K-Nearest Algorithm

Mon, 08/07/2017 - 16:35

Recently I started following tutorials on YouTube provided by Google on using and understanding deep-learning. This is a subject I have had some interest in recently. These tutorials not only gave me a foot-hold on how to use deep-learning, but have also given me an opportunity to start using Python as a language.

So anyways this project isn't using Python. Following the tutorials I started to notice that the math in the most basic search algorithm K-Nearest was pretty easy to understand and I was confident that I could build it in Javascript. NOTE: In the tutorial the instructor writes out the code to K-Nearest...BUT, I have not gotten that far in the tutorial. ( I wanted to figure it out for myself ).

Here is a running example with source codehttp://wesmantooth.jeremyheminger.com/examples/knearest.php

The concept is pretty simple:

  1. Create two or more arrays of [x,y] coordinates. These are the test subjects. Plot them onto a grid.
  2. Create an array of random [x,y] coordinates. The algorithm is going to attempt to classify these points based on their proximity to the sample data.
  3. The algorithm loops through the test data and compares the distance to each sample. It assumes that points that are grouped together are related.
  4. To get a higher level of accuracy I compare the differences to n samples. This also helps to avoid clashes from points that are equidistant from the test point. 

This test version is using random coordinates.

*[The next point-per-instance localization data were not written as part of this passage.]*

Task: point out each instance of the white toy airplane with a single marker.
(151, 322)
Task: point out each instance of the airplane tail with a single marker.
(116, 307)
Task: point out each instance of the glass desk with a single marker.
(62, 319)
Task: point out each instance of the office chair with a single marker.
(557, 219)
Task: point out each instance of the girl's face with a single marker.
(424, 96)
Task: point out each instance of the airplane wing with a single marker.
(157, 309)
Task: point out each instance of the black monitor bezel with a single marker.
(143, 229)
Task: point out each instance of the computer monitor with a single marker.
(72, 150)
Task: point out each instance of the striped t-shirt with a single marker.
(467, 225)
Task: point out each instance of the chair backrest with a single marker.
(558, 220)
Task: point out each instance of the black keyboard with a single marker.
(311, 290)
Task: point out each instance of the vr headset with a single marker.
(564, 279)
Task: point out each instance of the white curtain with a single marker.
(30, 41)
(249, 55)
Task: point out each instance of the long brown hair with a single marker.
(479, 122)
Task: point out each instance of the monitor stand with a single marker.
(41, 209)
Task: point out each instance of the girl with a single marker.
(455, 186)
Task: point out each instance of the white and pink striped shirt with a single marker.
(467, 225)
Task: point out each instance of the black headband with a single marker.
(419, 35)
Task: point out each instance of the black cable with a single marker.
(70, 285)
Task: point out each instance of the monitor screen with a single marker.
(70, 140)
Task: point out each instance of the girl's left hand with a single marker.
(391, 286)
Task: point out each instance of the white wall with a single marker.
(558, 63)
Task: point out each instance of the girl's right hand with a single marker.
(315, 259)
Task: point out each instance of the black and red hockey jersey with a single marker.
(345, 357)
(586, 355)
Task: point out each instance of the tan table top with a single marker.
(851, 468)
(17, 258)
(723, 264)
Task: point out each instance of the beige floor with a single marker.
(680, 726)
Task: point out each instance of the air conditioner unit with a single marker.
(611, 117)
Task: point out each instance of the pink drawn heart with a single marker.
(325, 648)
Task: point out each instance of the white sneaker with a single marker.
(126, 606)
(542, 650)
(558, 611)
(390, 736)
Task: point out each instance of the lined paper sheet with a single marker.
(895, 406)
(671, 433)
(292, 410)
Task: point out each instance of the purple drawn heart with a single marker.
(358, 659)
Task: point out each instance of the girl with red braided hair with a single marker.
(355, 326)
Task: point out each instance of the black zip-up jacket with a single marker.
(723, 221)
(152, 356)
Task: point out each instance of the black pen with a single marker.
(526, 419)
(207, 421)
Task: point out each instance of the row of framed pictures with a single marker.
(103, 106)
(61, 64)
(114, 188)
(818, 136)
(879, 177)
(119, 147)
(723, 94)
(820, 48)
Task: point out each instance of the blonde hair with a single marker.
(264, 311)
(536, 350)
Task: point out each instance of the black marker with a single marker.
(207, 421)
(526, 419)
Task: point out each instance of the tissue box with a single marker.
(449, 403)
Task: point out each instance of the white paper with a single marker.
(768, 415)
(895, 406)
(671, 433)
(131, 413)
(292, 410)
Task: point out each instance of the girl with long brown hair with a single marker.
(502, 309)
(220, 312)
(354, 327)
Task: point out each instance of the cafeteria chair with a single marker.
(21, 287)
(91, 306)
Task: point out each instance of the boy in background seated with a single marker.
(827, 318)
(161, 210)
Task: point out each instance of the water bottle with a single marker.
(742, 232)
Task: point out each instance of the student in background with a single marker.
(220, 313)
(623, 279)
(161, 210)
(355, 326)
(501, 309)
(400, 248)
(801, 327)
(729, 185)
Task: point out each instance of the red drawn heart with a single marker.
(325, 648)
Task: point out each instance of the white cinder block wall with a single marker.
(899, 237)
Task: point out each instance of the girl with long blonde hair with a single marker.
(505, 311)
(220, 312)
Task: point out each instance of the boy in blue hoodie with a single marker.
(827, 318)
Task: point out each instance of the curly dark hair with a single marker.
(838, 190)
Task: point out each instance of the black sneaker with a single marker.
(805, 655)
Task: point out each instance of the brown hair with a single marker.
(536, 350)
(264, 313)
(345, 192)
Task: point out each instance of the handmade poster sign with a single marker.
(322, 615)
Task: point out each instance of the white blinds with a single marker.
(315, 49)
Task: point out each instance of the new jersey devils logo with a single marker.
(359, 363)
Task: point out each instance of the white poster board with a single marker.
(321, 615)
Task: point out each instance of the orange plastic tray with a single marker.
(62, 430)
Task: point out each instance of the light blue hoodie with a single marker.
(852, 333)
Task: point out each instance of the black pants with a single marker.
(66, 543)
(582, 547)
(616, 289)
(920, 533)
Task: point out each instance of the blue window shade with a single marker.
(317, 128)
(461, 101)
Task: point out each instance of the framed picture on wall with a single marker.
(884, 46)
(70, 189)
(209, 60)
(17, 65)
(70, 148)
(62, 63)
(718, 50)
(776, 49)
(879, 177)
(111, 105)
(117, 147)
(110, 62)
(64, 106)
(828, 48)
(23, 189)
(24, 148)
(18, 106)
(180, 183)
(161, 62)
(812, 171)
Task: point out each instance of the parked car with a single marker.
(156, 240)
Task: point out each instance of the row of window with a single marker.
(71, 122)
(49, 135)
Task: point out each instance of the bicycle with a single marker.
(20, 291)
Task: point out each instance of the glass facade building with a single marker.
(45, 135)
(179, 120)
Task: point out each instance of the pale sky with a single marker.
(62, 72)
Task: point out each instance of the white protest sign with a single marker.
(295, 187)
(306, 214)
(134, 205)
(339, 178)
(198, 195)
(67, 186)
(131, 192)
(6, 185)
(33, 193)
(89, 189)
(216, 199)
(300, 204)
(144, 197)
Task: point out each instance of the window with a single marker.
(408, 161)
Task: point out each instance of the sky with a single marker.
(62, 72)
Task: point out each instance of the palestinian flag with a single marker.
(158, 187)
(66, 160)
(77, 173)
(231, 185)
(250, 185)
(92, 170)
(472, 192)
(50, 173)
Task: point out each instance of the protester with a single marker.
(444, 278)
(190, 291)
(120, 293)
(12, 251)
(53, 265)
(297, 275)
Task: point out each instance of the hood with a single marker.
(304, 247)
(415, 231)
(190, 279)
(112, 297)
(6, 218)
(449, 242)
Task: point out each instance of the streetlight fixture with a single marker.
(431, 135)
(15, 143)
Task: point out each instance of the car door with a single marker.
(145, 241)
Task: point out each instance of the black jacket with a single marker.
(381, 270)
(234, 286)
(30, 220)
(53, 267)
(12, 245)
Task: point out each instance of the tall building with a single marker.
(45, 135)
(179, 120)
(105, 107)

But those coordinates could be correlated with real data points. A real-world application for this algorithm might be to categorize unknown data based on several similar data points. (car parts, insects, cats, etc) ...

The screenshot below (left side) shows that the program was able to categorize the blue dots and the green dots.

The screenshot on the right shows the sample data. This would be the known data that the program would learn from.

I have only just begun studying this subject, but to be fair I do have some experience in using weights to optimize return based on previous result. But, my previous tools were...well they were entirely based on my own research and assumptions. Not to say they weren't effective. But I am very excited to begin REALLY getting my feet dirty on this subject.

Loads of FUN!